当一个模型足够复杂,对其进行模块化切分是更好的选择,尽管拆分出来的小模块的功能也不一定非常通用,可能只是用于某个模型,但是当作么做有利于代码的清晰简洁时,仍然推荐这么做。
在 parakeet 的目录结构中,复用性较高的模块被放在 [parakeet.modules](../parakeet/modules/), 但是针对特定任务的模型则放在 [parakeet.models](../parakeet/models).

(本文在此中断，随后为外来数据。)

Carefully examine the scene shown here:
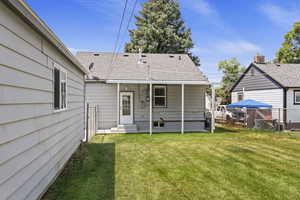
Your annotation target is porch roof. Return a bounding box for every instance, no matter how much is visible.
[76,52,209,85]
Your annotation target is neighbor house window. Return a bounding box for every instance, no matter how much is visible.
[53,68,67,110]
[294,90,300,104]
[238,92,244,101]
[153,85,167,107]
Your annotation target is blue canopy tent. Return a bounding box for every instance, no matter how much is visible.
[227,99,272,108]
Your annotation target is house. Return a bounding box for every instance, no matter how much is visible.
[76,52,209,134]
[231,54,300,128]
[0,0,86,200]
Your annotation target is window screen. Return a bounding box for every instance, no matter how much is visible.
[154,85,167,107]
[53,68,67,110]
[294,91,300,104]
[53,68,60,109]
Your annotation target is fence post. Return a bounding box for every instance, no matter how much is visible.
[278,108,281,132]
[85,103,90,142]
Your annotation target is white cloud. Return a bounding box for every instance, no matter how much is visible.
[259,4,300,26]
[73,0,124,19]
[192,40,262,57]
[188,0,217,17]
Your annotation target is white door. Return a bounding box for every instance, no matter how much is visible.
[120,92,133,124]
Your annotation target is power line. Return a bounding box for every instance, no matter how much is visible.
[115,0,138,60]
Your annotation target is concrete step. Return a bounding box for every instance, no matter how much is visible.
[110,124,137,133]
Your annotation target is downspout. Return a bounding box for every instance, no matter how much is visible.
[83,78,88,142]
[283,88,287,128]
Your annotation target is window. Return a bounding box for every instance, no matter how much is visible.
[153,118,165,128]
[153,85,167,107]
[238,92,244,101]
[53,68,67,110]
[294,90,300,104]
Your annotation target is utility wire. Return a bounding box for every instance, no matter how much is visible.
[115,0,138,60]
[109,0,128,68]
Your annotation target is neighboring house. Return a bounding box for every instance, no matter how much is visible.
[76,52,209,133]
[0,0,85,200]
[231,55,300,127]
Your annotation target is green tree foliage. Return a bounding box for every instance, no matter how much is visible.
[275,22,300,63]
[125,0,200,65]
[216,58,245,104]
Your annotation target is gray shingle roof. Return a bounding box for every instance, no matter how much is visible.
[76,52,208,81]
[254,63,300,87]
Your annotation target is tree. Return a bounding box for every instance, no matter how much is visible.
[125,0,200,66]
[275,22,300,63]
[216,58,245,104]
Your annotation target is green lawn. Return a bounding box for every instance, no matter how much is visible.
[43,128,300,200]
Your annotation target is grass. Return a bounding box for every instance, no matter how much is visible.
[43,128,300,200]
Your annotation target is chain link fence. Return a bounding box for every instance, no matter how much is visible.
[215,107,300,131]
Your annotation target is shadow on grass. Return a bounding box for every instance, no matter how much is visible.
[42,143,115,200]
[215,126,241,133]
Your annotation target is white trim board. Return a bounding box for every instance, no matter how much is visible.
[106,80,210,85]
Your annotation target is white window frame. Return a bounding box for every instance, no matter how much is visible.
[53,63,68,112]
[294,90,300,105]
[153,85,167,108]
[237,92,245,101]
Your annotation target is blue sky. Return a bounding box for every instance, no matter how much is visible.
[26,0,300,82]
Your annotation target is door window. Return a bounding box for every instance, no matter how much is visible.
[122,95,131,116]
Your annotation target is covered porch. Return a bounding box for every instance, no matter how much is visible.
[97,80,209,135]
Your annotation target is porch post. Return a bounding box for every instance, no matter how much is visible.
[149,82,152,135]
[117,83,120,126]
[210,84,216,133]
[181,84,184,134]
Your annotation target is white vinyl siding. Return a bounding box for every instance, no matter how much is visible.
[0,2,84,200]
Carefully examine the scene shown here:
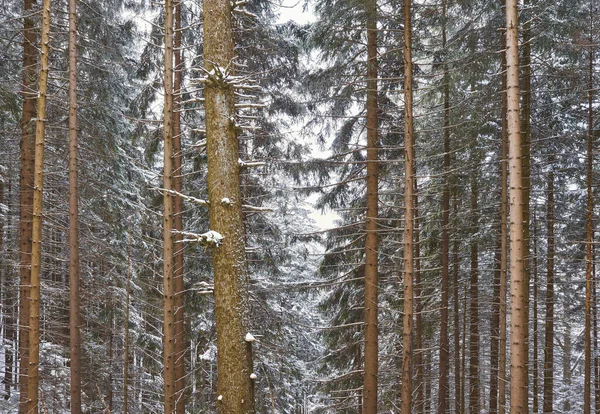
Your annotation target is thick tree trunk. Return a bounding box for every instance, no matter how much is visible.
[401,0,415,414]
[173,0,186,414]
[506,0,529,414]
[363,0,379,414]
[27,0,50,414]
[69,0,81,414]
[204,0,254,414]
[18,0,38,414]
[163,0,176,414]
[437,0,450,414]
[543,155,555,414]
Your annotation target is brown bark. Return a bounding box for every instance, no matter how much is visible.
[18,0,38,414]
[452,192,464,414]
[413,154,426,414]
[163,0,176,414]
[543,155,555,413]
[498,16,508,414]
[123,227,135,414]
[27,0,50,414]
[204,0,255,414]
[363,0,379,414]
[437,0,450,414]
[532,211,539,413]
[173,0,185,414]
[469,163,480,414]
[506,0,529,414]
[69,0,81,414]
[583,11,594,414]
[0,171,14,400]
[401,0,415,414]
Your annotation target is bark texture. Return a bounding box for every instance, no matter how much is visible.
[69,0,81,414]
[163,0,175,414]
[204,0,254,414]
[542,156,555,414]
[19,0,38,408]
[506,0,529,414]
[401,0,415,414]
[27,0,50,414]
[363,0,379,414]
[173,0,186,414]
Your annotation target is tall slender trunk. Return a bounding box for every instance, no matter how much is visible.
[520,0,537,400]
[437,0,450,414]
[401,0,415,414]
[18,0,38,414]
[173,0,186,414]
[469,163,480,414]
[123,230,135,414]
[204,0,255,414]
[452,192,464,414]
[498,12,508,414]
[583,4,594,414]
[363,0,379,414]
[532,210,539,413]
[542,155,555,414]
[163,0,176,414]
[27,0,50,414]
[413,166,425,414]
[506,0,529,414]
[0,171,13,400]
[69,0,81,414]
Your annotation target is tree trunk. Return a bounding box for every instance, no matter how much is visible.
[413,170,425,414]
[437,0,450,414]
[543,155,555,414]
[173,0,186,414]
[18,0,38,414]
[452,192,464,414]
[469,163,480,414]
[363,0,379,414]
[27,0,50,414]
[401,0,415,414]
[123,230,135,414]
[532,211,539,413]
[69,0,81,414]
[204,0,255,414]
[583,6,594,414]
[163,0,176,414]
[506,0,529,414]
[498,12,508,414]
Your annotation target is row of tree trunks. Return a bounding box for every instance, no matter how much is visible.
[437,0,450,414]
[401,0,415,414]
[363,0,379,414]
[506,0,529,414]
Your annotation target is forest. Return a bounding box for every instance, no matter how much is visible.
[0,0,600,414]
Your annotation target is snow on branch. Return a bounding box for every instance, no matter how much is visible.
[238,158,266,168]
[177,230,224,247]
[154,188,208,206]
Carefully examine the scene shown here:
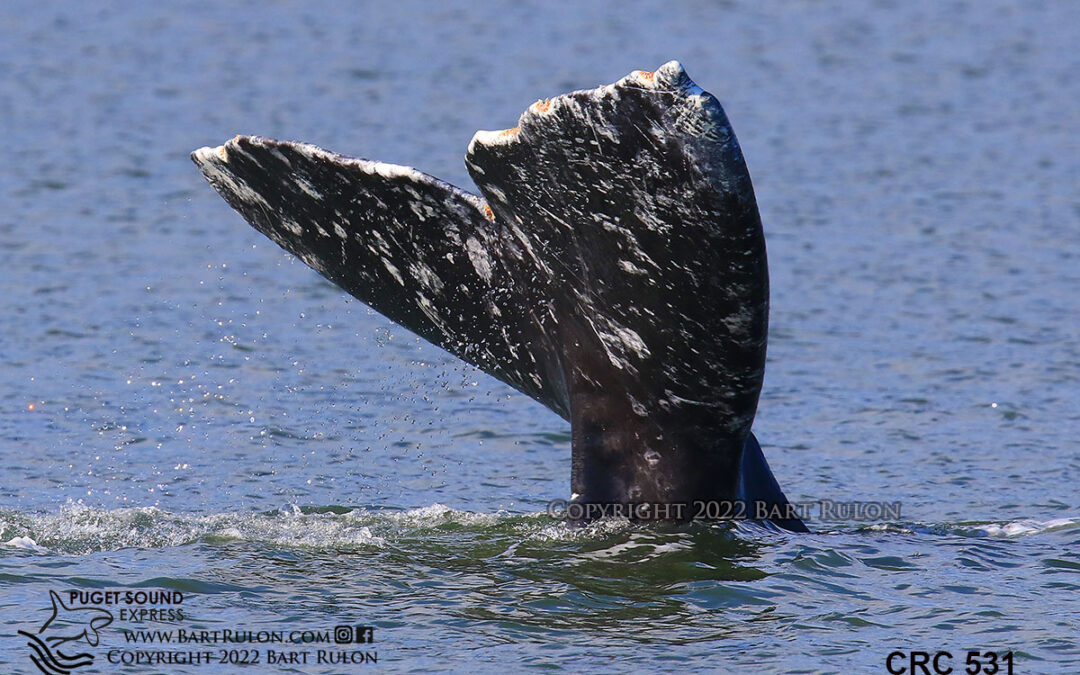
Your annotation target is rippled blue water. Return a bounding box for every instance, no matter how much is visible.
[0,0,1080,673]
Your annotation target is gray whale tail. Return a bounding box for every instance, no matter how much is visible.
[192,62,806,531]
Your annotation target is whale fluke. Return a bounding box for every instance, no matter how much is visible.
[192,62,806,531]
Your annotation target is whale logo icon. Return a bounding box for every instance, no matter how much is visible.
[18,591,112,675]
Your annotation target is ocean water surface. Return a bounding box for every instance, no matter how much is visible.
[0,0,1080,674]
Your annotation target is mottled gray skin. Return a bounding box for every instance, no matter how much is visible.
[192,62,805,530]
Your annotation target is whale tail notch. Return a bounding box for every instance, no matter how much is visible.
[192,62,801,529]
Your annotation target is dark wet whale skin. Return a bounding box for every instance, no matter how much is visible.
[192,62,805,530]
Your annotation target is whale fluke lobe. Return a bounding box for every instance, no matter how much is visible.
[192,62,805,530]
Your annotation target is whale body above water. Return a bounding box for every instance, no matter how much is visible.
[191,62,806,531]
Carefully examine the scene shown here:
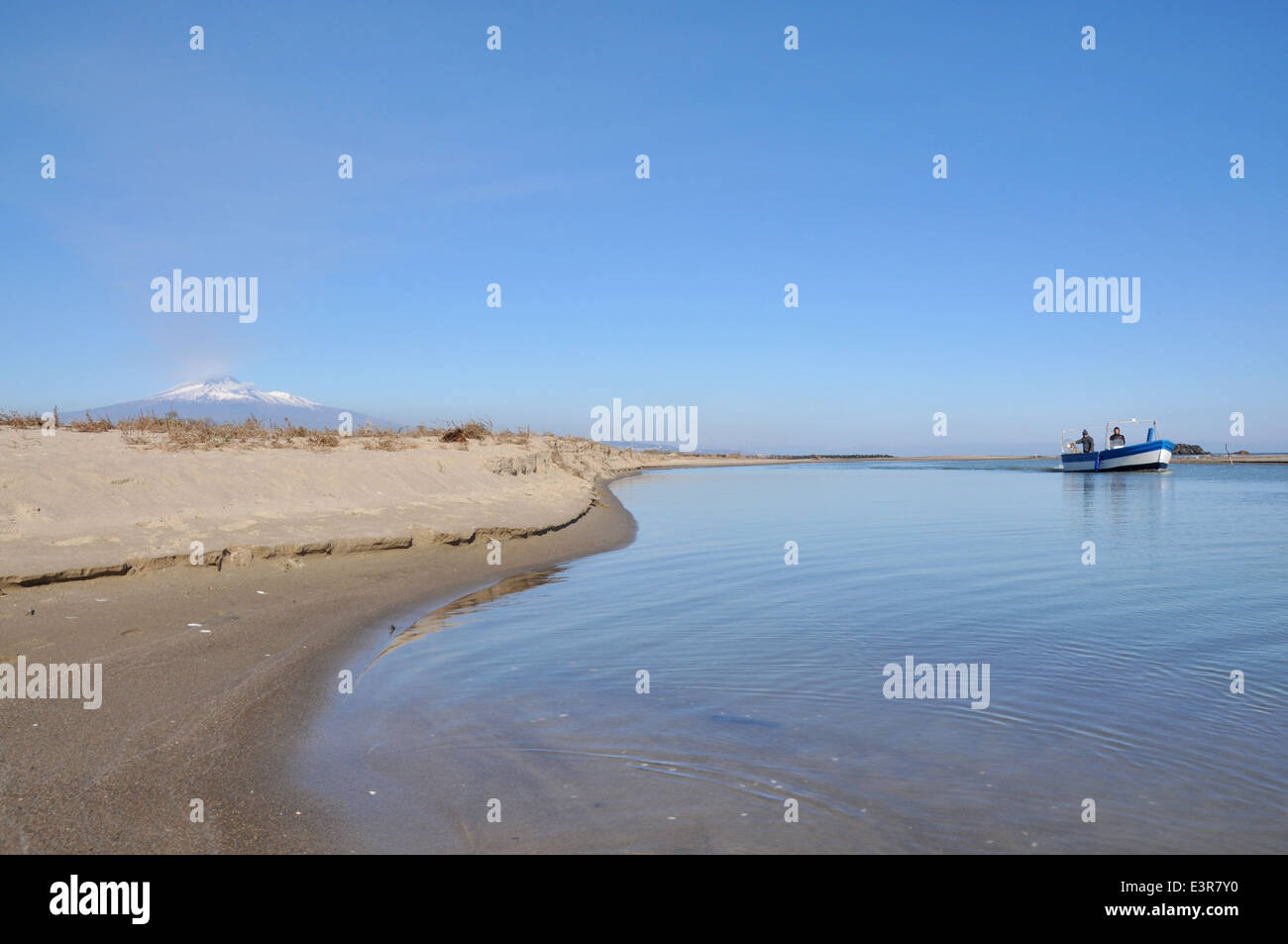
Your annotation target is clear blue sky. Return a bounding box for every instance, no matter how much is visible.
[0,1,1288,455]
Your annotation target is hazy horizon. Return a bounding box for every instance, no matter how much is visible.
[0,3,1288,455]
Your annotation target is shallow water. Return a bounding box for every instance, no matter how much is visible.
[300,460,1288,853]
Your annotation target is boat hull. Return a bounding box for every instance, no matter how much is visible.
[1060,439,1176,472]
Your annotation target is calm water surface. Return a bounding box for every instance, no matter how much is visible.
[300,461,1288,853]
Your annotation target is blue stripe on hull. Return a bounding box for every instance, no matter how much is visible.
[1060,439,1176,472]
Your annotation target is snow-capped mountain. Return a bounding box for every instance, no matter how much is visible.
[77,377,389,429]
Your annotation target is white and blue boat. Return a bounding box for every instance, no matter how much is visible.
[1060,420,1176,472]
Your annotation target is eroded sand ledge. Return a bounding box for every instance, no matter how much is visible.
[0,429,773,587]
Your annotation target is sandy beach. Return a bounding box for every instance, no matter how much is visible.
[0,429,1267,853]
[0,429,793,853]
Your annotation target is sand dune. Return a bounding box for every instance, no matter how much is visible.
[0,429,736,586]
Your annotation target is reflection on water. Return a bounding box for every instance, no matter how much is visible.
[364,567,564,673]
[301,460,1288,853]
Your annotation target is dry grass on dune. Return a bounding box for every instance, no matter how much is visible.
[0,409,532,451]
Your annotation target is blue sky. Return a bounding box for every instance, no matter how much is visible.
[0,3,1288,455]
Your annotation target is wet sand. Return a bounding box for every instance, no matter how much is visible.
[0,486,635,854]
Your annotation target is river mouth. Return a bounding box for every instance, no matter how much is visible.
[296,460,1288,853]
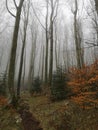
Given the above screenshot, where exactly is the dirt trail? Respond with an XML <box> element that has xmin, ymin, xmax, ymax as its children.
<box><xmin>18</xmin><ymin>95</ymin><xmax>43</xmax><ymax>130</ymax></box>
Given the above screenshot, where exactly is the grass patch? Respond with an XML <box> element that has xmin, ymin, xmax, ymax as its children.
<box><xmin>24</xmin><ymin>95</ymin><xmax>98</xmax><ymax>130</ymax></box>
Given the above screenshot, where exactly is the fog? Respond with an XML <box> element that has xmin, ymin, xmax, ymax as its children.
<box><xmin>0</xmin><ymin>0</ymin><xmax>98</xmax><ymax>82</ymax></box>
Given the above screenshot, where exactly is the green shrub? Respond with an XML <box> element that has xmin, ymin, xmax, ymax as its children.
<box><xmin>0</xmin><ymin>73</ymin><xmax>7</xmax><ymax>96</ymax></box>
<box><xmin>51</xmin><ymin>68</ymin><xmax>68</xmax><ymax>101</ymax></box>
<box><xmin>31</xmin><ymin>77</ymin><xmax>41</xmax><ymax>93</ymax></box>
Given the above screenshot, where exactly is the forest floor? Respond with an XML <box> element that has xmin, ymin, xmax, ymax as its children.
<box><xmin>0</xmin><ymin>93</ymin><xmax>98</xmax><ymax>130</ymax></box>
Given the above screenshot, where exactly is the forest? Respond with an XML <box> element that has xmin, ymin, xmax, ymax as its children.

当开发新的模型的时候,开发这需要考虑拆分模块的可行性,以及模块的通用程度,把它们分置于合适的目录。
## 训练流程
训练流程一般就是多次训练一个循环体。典型的循环体包含如下的过程:
1. 迭代数据集;
2. 处理批次数据;
3. 神经网络的 forward/backward 计算;
4. 参数更新;
5. 符合一定条件时,在验证数据集上评估模型;
6. 写日志,可视化,保存中间结果;
7. 保存模型和优化器的状态。
`数据处理` 一节包含了 1 和 2, 模型和优化器包含了 3 和 4. 那么 5,6,7 是训练流程主要要完成的事情。为了使训练循环体简洁清晰,推荐将模型的保存和加载,模型评估,写日志以及可视化等功能都实现成函数,尽管很多情况下,它们可能需要访问很多局部变量。我们也正在考虑使用一个 Experiment 或者 Trainer 类来规范化这些训练循环体的写法。这样可以把一些需要被许多函数访问的变量作为类内的变量,可以使代码简洁而不至于引入太多的全局变量。
实验代码一般以如下的方式组织:
```text
├── configs/ (实验配置)
├── data.py (Dataset, DataLoader 等的定义)
├── README.md (实验的帮助信息)
├── synthesis.py (用于生成的代码)
├── train.py (用于训练的代码)
└── utils.py (其他必要的辅助函数)
```
## 配置实验
深度学习实验常常有很多选项可配置。这些配置大概可以被分为几类:
1. 数据源以及数据处理方式配置;
2. 实验结果保存路径配置;
3. 数据预处理方式配置;
4. 模型结构和超参数配置;
5. 训练过程配置。
这些配置之间也可能存在某些重叠项,比如数据预处理部分的配置可能就和模型配置有关。比如说 mel 频谱的维数。
有部分配置是经常会发生改变的,比如数据源以及保存实验结果的路径,或者加载的 checkpoint 的路径等。对于这些配置,更好的做法是把它们实现为命令行参数。其余的不经常发生变动的参数,推荐将其写在配置文件中,我们推荐使用 `yaml` 作为配置文件,因为它允许添加注释,并且更加人类可读。
在这个软件源中包含了几个例子,可以在 [Parakeet/examples](../examples) 中查看。这些实验被作为样例提供给用户,可以直接运行。同时也欢迎用户添加新的模型和实验并为 `Parakeet` 贡献代码。